Winners Kenneth Uche of Nigeria and Dayana Blanco of Bolivia. Photos © Kenneth Och and Dayana Blanco, courtesy The World Around
The 2025 program, which asked for submission of a video, but did not entail a fee, references, or degree requirements, drew nearly 300 applications from 71 countries. This pool was narrowed to 25 finalists who attended a three-month-long “design academy,” meeting virtually as a group and individually with mentors selected for them from TWA’s global network. The idea, explains Galilee, was to offer support and expertise that would help the candidates develop and accelerate their projects. Among this year’s mentors were Katie Swenson, a senior principal at the non-profit architecture firm, MASS Design Group; Suchi Reddy, founder of architecture and design studio Reddymade, with work that touches on themes that include neuroaesthetics and design justice; and Germane Barnes, whose Studio Barnes investigates the relationship between architecture and identity.

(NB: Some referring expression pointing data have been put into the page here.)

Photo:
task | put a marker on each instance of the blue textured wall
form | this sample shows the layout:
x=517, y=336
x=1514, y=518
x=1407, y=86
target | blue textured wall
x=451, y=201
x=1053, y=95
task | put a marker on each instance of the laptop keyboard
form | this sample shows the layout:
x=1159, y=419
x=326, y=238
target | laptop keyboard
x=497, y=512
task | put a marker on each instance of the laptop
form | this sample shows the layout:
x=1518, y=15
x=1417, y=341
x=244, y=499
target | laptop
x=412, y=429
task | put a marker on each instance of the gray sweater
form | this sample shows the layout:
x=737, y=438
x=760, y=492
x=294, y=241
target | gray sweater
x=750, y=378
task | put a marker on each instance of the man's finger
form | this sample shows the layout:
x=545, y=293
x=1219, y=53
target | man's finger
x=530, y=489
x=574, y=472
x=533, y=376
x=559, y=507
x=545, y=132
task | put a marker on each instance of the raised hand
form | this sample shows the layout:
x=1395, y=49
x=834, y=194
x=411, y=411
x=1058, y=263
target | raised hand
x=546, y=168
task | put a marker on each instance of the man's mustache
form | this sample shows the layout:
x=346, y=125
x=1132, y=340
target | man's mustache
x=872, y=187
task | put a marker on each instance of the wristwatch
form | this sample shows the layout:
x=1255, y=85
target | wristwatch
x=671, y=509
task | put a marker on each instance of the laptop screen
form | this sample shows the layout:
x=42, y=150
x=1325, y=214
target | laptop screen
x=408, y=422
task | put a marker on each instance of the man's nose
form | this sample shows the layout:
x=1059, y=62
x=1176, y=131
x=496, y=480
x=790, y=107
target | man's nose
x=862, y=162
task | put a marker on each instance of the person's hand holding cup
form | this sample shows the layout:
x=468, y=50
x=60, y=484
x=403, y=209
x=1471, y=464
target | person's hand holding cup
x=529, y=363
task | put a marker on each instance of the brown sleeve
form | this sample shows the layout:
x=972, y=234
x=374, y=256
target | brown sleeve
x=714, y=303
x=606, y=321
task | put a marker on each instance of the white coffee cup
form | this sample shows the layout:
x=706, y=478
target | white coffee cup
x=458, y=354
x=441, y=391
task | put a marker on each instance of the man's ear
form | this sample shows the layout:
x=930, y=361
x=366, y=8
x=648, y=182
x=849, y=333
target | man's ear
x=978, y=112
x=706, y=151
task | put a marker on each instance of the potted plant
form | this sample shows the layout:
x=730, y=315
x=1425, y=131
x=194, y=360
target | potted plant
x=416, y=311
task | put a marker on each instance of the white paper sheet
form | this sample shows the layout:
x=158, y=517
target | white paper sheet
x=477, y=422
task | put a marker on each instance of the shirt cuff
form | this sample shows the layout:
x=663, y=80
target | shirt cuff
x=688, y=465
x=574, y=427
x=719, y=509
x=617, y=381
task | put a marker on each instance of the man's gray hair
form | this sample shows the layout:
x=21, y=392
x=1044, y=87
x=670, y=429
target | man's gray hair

The youngest winner is 17-year-old Amara Nwuneli of Nigeria. Photo © Amara Nwuneli, courtesy The World Around
From this cohort, a jury of leaders in design, architecture, and the arts, selected the four honorees. The 2025 jurors were Sheikha Reem Al-Thani, director of exhibitions at Qatar Museums; Aric Chen, general and artistic director of Rotterdam’s Het Nieuwe Instituut; visual artist Abraham Cruzvillegas; Elizabeth Diller, founding partner of Diller Scofidio + Renfro; Lady Elena Ochoa Foster, vice president of the Norman Foster Foundation; Tosin Oshinowo, curator of the 2023 Sharjah Architecture Triennial; Zöe Ryan, director of the Hammer Museum in Los Angeles; and Ben Watson, chief creative officer at MillerKnoll, a Young Climate Prize partner.

Initiated by Dayana Blanco, Uru Uru Team is a group of Indigenous youth in southwestern Bolivia dedicated to protecting a culturally significant lake ravaged by industrial pollution. Photo © Dayana Blanco, courtesy The World Around
Each of the honorees will officially receive their award, including a $5,000 cash prize, at The World Around Summit, a day-long architecture and design conference to be held April 27, at the Museum of Modern Art in New York.